So for an entire week, I couldn’t get this notion out of my head:
Am I pregnant? Am I not pregnant? What if I am? But if I’m not, that’s okay too.
So I thought about how depressing it would be if I had a baby at this very moment. Don’t get me wrong, I want kids, I really do, but I have student loans that I have to start paying plus credit cards that need to be paid off, all while trying to save for a car and to move out. I don’t think I’d be as sad as my bank account would be.
Tuesday, the boyfriend and I decided Friday we’d find out.
I started to work out a plan if for whatever reason things kept going as unplanned.
Wednesday - Worst day of my life. Maybe it was just the idea of possibly being pregnant that I couldn’t think straight.
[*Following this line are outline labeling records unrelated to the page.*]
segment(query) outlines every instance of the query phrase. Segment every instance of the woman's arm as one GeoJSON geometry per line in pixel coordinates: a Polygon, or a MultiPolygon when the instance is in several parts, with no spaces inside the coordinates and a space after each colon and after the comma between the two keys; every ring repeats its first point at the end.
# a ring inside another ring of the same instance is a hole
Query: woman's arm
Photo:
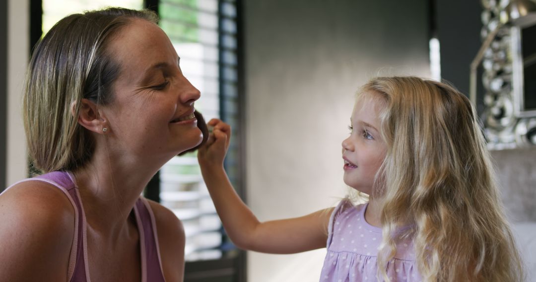
{"type": "Polygon", "coordinates": [[[235,192],[223,167],[230,127],[219,120],[209,122],[213,132],[199,148],[201,171],[226,231],[239,248],[289,254],[325,247],[333,209],[286,220],[260,222],[235,192]]]}
{"type": "Polygon", "coordinates": [[[74,209],[63,192],[38,181],[0,196],[0,281],[66,281],[74,209]]]}

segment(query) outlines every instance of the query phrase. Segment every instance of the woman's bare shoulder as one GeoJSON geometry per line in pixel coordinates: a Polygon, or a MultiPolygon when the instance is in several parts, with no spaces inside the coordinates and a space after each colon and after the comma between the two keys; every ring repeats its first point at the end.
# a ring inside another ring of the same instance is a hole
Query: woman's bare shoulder
{"type": "Polygon", "coordinates": [[[0,195],[0,280],[66,279],[75,215],[62,191],[18,183],[0,195]]]}
{"type": "Polygon", "coordinates": [[[148,200],[156,221],[164,276],[168,281],[182,281],[184,265],[184,229],[167,208],[148,200]]]}

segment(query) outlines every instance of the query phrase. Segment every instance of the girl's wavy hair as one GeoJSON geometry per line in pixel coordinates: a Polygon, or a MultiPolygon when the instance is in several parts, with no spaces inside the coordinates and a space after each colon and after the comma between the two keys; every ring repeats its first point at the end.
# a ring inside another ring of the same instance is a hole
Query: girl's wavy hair
{"type": "Polygon", "coordinates": [[[120,66],[108,43],[135,19],[158,22],[149,10],[112,7],[75,14],[56,24],[36,45],[23,112],[30,157],[41,172],[73,170],[91,158],[94,141],[77,122],[80,100],[105,105],[113,98],[120,66]]]}
{"type": "Polygon", "coordinates": [[[378,278],[390,281],[385,270],[397,242],[410,237],[424,281],[522,281],[469,100],[451,86],[415,77],[378,77],[360,93],[358,99],[384,106],[380,131],[387,152],[374,190],[383,199],[378,278]]]}

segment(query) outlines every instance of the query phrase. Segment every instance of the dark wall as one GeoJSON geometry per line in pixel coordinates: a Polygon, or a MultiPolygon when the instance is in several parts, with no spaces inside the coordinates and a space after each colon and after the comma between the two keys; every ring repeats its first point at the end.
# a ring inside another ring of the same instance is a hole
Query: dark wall
{"type": "Polygon", "coordinates": [[[436,34],[441,44],[441,77],[469,95],[469,65],[482,41],[480,2],[433,0],[436,34]]]}
{"type": "Polygon", "coordinates": [[[8,109],[8,1],[0,1],[0,191],[6,185],[8,109]]]}

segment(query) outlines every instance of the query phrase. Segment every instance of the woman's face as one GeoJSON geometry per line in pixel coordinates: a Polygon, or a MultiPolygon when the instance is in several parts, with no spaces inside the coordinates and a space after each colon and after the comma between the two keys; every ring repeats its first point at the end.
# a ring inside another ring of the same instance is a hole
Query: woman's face
{"type": "Polygon", "coordinates": [[[108,51],[120,69],[111,101],[102,107],[111,146],[122,154],[166,161],[199,144],[193,103],[200,94],[183,75],[162,29],[133,20],[108,51]]]}
{"type": "Polygon", "coordinates": [[[343,141],[344,182],[371,195],[387,148],[379,133],[378,112],[382,106],[375,99],[358,99],[350,119],[350,136],[343,141]]]}

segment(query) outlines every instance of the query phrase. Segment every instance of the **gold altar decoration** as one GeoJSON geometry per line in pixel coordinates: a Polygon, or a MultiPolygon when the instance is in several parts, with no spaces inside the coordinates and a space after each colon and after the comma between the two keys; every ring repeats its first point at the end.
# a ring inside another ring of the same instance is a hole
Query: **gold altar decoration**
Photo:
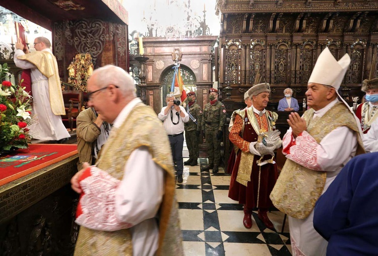
{"type": "Polygon", "coordinates": [[[75,91],[87,92],[87,80],[93,72],[92,57],[89,53],[78,53],[68,70],[68,84],[75,91]]]}

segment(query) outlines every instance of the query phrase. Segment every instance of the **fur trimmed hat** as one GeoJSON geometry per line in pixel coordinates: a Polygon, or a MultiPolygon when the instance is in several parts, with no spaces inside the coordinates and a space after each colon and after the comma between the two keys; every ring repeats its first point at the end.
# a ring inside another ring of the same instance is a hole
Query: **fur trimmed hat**
{"type": "Polygon", "coordinates": [[[210,88],[209,89],[209,93],[218,93],[218,90],[215,88],[210,88]]]}
{"type": "Polygon", "coordinates": [[[247,93],[249,98],[252,99],[252,96],[256,96],[262,93],[270,93],[270,86],[268,83],[259,83],[251,87],[247,93]]]}
{"type": "Polygon", "coordinates": [[[247,91],[245,92],[245,93],[244,94],[244,100],[246,101],[248,100],[248,98],[249,98],[249,96],[248,95],[248,91],[247,91]]]}
{"type": "Polygon", "coordinates": [[[373,89],[378,89],[378,78],[373,78],[371,80],[365,79],[362,81],[361,91],[366,92],[368,90],[373,89]]]}

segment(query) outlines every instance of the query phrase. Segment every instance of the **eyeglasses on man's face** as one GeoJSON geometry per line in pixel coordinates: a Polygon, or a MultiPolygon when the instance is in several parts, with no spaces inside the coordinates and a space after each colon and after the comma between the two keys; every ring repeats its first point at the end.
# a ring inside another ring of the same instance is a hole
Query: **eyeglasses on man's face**
{"type": "MultiPolygon", "coordinates": [[[[97,93],[97,92],[100,92],[100,91],[104,90],[105,89],[107,89],[108,87],[110,86],[110,85],[103,87],[102,88],[100,88],[98,90],[97,90],[96,91],[94,91],[93,92],[91,92],[90,93],[87,93],[87,96],[88,96],[88,100],[89,101],[92,101],[93,99],[93,94],[97,93]]],[[[117,86],[113,86],[116,88],[119,88],[119,87],[117,86]]]]}

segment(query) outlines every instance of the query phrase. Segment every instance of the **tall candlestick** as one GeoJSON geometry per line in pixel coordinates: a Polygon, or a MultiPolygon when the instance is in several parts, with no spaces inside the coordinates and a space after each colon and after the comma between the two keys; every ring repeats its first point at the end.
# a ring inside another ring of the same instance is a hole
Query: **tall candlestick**
{"type": "Polygon", "coordinates": [[[143,49],[143,41],[142,39],[142,37],[138,37],[138,40],[139,41],[139,55],[144,55],[144,49],[143,49]]]}

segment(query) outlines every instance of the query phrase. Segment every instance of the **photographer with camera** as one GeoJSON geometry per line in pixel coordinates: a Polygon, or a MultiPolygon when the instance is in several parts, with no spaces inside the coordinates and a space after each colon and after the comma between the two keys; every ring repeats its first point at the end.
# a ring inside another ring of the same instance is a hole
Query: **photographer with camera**
{"type": "Polygon", "coordinates": [[[167,106],[163,107],[158,117],[163,122],[163,125],[169,139],[172,155],[177,171],[177,182],[182,182],[182,147],[184,144],[184,123],[189,121],[189,116],[180,102],[176,100],[172,94],[165,97],[167,106]]]}

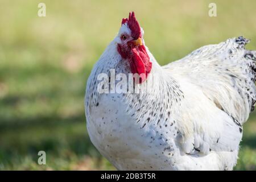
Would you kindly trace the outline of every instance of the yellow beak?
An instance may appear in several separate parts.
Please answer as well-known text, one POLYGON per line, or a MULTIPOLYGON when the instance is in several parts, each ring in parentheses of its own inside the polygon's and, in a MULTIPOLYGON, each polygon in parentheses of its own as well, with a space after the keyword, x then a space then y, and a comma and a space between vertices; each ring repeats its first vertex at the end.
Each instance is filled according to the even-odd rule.
POLYGON ((133 41, 134 46, 142 46, 142 39, 141 38, 138 38, 138 39, 133 41))

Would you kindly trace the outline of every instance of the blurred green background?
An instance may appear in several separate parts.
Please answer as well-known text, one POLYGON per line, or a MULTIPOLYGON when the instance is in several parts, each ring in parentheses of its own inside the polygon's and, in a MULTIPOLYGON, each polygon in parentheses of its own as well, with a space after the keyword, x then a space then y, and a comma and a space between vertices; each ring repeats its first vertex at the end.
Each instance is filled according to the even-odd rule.
MULTIPOLYGON (((114 169, 90 142, 90 70, 134 11, 159 63, 243 35, 256 49, 256 1, 0 1, 0 169, 114 169), (38 16, 39 2, 46 16, 38 16), (208 5, 217 4, 217 17, 208 5), (47 165, 38 164, 38 152, 47 165)), ((256 169, 256 113, 236 169, 256 169)))

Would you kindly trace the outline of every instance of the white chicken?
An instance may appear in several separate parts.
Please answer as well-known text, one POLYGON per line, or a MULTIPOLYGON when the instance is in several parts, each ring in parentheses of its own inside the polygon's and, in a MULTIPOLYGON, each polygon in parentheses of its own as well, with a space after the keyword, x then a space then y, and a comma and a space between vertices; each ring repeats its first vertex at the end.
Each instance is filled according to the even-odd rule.
POLYGON ((256 53, 245 49, 249 40, 204 46, 161 67, 143 36, 133 12, 90 73, 85 105, 92 142, 120 170, 232 169, 255 104, 256 53), (113 70, 122 81, 142 75, 133 90, 148 90, 119 92, 120 77, 99 76, 111 78, 113 70), (99 85, 110 88, 102 93, 99 85))

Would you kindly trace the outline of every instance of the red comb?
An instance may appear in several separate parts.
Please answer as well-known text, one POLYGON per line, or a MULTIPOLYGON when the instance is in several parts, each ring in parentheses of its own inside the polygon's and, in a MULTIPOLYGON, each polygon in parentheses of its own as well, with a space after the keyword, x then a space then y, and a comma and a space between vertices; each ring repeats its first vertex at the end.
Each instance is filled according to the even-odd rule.
POLYGON ((123 18, 122 20, 122 24, 127 23, 128 27, 131 32, 131 36, 137 39, 138 38, 141 38, 141 27, 139 26, 139 22, 138 22, 135 16, 134 12, 132 12, 131 14, 129 13, 129 18, 123 18))

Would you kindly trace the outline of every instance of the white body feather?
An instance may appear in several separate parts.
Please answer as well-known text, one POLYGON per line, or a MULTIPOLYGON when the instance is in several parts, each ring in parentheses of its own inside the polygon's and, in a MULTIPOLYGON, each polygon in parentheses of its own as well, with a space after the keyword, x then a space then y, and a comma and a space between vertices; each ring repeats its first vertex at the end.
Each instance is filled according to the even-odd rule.
POLYGON ((255 52, 244 49, 246 41, 205 46, 164 67, 147 49, 160 77, 150 94, 99 94, 99 73, 129 73, 114 40, 88 80, 92 143, 118 169, 232 169, 255 96, 255 52))

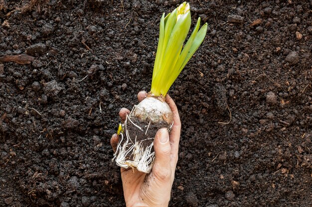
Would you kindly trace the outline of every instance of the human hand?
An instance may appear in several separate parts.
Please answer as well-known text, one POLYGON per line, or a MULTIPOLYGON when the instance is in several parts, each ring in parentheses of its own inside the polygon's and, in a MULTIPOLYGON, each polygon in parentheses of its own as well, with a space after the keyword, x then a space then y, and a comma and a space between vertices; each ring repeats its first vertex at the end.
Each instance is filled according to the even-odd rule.
MULTIPOLYGON (((146 98, 147 93, 138 94, 139 102, 146 98)), ((149 174, 140 172, 136 168, 121 168, 124 196, 127 207, 167 207, 174 172, 178 159, 178 151, 181 122, 176 106, 167 94, 166 102, 173 114, 173 125, 168 133, 167 129, 159 130, 154 139, 155 161, 149 174)), ((122 121, 124 122, 130 111, 123 108, 119 112, 122 121)), ((119 136, 113 135, 111 144, 116 152, 119 136)))

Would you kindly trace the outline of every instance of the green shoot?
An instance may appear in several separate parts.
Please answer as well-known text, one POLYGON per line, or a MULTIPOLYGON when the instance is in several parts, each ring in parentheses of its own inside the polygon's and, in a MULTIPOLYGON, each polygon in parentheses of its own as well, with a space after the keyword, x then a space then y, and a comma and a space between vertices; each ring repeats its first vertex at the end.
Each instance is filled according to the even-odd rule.
POLYGON ((183 2, 160 19, 159 36, 152 80, 151 93, 165 96, 182 69, 204 40, 207 23, 199 29, 200 18, 185 44, 191 25, 189 4, 183 2))

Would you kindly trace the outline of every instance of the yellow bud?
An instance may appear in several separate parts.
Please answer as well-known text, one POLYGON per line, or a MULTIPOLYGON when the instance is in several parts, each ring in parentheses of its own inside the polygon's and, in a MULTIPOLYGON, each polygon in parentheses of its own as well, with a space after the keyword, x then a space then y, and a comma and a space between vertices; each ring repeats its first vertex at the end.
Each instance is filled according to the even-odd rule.
POLYGON ((176 23, 181 15, 188 11, 189 11, 189 3, 184 1, 176 8, 176 20, 175 22, 176 23))

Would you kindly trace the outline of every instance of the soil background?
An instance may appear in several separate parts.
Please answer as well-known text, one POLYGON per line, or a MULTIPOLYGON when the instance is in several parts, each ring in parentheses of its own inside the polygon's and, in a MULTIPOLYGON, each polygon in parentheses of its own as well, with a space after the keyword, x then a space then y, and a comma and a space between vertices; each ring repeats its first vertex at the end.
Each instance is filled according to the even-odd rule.
MULTIPOLYGON (((35 58, 0 63, 0 206, 125 206, 110 139, 181 2, 0 0, 0 57, 35 58)), ((312 206, 312 3, 189 2, 191 30, 208 28, 169 91, 182 124, 169 206, 312 206)))

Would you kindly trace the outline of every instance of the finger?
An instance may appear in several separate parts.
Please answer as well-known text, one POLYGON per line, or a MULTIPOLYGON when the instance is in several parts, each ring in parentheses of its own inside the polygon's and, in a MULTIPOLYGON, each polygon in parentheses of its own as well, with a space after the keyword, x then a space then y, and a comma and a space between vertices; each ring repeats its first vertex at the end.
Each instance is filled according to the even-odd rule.
POLYGON ((173 100, 171 97, 167 93, 165 97, 165 100, 167 104, 170 107, 171 111, 173 113, 173 125, 175 126, 180 126, 181 121, 180 121, 180 116, 179 116, 179 112, 177 111, 177 108, 175 103, 173 101, 173 100))
POLYGON ((174 171, 178 159, 179 150, 179 142, 181 133, 181 121, 176 105, 173 100, 167 94, 166 102, 168 104, 173 114, 173 125, 170 132, 170 144, 171 145, 171 167, 174 171))
POLYGON ((170 162, 171 147, 169 135, 166 128, 157 132, 154 139, 155 162, 152 172, 153 176, 159 182, 166 182, 171 177, 170 162))
POLYGON ((112 145, 112 147, 113 148, 113 150, 114 152, 116 152, 116 150, 117 149, 117 145, 118 145, 118 141, 119 138, 119 136, 117 135, 117 134, 114 134, 111 138, 111 145, 112 145))
POLYGON ((146 91, 143 90, 142 91, 140 91, 139 93, 138 93, 138 100, 139 102, 141 102, 147 97, 148 96, 148 93, 146 92, 146 91))
POLYGON ((127 115, 130 113, 130 111, 126 108, 123 108, 119 111, 119 117, 121 119, 121 121, 123 123, 126 121, 127 115))

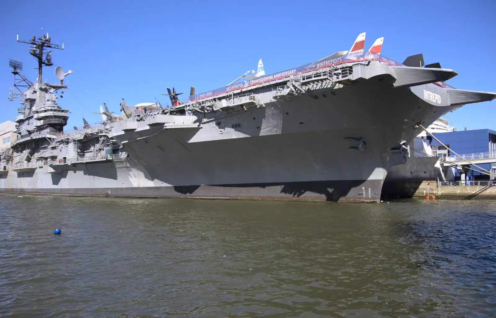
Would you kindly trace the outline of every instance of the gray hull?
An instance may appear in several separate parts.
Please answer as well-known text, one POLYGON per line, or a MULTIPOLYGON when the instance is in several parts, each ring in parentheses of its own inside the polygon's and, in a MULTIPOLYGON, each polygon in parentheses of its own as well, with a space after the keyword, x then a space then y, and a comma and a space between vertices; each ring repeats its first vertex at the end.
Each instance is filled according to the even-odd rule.
POLYGON ((387 170, 406 162, 403 145, 420 132, 417 123, 428 126, 484 95, 469 100, 421 85, 449 78, 451 70, 352 66, 353 72, 343 66, 342 82, 312 71, 299 78, 307 84, 287 78, 277 86, 278 80, 253 88, 256 94, 192 102, 182 116, 164 111, 114 123, 109 135, 128 154, 124 161, 70 160, 78 153, 76 132, 58 144, 66 164, 0 174, 0 191, 378 201, 387 170), (197 110, 207 107, 214 108, 197 110))

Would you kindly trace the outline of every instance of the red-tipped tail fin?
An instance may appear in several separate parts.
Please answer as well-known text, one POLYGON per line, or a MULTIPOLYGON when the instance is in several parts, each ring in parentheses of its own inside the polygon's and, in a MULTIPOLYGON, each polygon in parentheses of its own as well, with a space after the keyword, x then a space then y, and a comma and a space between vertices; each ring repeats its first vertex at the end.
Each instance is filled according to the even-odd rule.
POLYGON ((379 38, 373 43, 370 50, 369 50, 371 53, 375 53, 380 54, 380 49, 382 48, 382 43, 384 42, 384 38, 379 38))
POLYGON ((357 37, 355 43, 350 49, 349 54, 361 53, 364 52, 364 47, 365 46, 365 32, 360 33, 357 37))

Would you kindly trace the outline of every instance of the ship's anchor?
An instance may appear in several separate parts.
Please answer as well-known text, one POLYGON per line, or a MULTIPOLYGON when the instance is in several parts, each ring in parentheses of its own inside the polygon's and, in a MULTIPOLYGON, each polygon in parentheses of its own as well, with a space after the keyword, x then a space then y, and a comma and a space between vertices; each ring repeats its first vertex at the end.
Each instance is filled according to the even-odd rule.
POLYGON ((366 142, 362 137, 347 137, 345 138, 349 141, 352 141, 356 143, 356 145, 351 146, 348 147, 348 150, 350 151, 360 151, 364 152, 367 149, 367 143, 366 142))

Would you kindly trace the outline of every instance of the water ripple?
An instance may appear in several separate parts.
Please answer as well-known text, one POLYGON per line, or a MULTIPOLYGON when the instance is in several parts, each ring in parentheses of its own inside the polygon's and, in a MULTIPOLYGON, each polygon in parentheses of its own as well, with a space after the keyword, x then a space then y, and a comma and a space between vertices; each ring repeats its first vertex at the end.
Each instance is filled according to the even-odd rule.
POLYGON ((495 201, 24 196, 0 196, 1 316, 496 312, 495 201))

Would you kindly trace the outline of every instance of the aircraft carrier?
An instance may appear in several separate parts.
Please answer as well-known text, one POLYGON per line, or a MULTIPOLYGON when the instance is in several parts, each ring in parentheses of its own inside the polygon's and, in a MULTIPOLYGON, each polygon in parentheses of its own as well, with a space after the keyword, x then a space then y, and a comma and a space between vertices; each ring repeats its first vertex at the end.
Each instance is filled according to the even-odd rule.
MULTIPOLYGON (((406 146, 425 127, 494 93, 457 89, 457 74, 421 55, 399 63, 380 55, 383 38, 349 51, 265 74, 260 61, 225 86, 170 107, 101 107, 103 123, 64 130, 67 88, 42 82, 62 47, 48 34, 29 41, 39 76, 30 81, 11 60, 9 99, 22 107, 17 138, 0 152, 0 191, 133 197, 377 202, 388 169, 407 160, 406 146)), ((74 75, 71 75, 74 76, 74 75)))

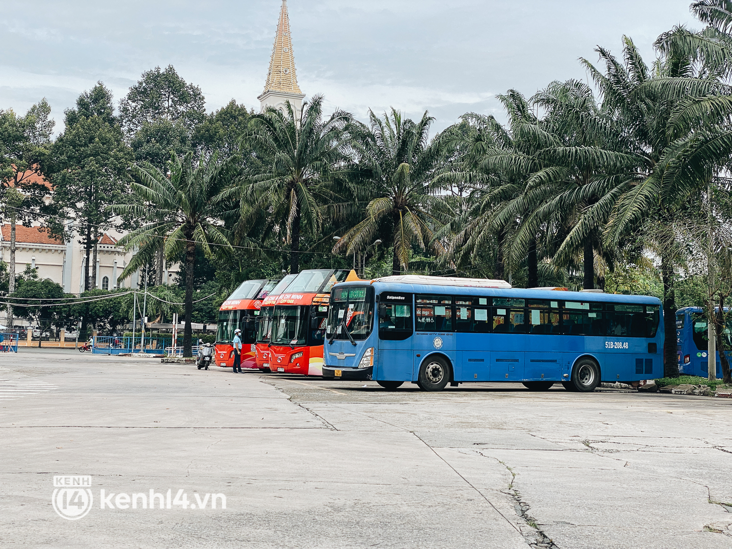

The day was moving unbelievably slow, and all I could think about was babies. All baby everything. So after a while, I just started looking at baby clothes on the internet.
Thursday - More thoughts about babies. I finally began to freak out. I almost thought about taking a pregnancy test by myself, but thought I would have a nervous breakdown if I saw that it was positive and no one was there to calm me down.
And it was finally Friday!
By Friday, it was something different. While I was scared that I may be a mom in the near future, I wasn’t as scared as I was earlier that week.
The boyfriend and I went to dinner so that he could calm me down a little (though I wasn’t as scared, I was still very scared).
I just kept thinking about what I would tell my parents “you’re going to be grandparents, again!” I also imagined how cute it would be for my baby nephew to have a little cousin to grow up with.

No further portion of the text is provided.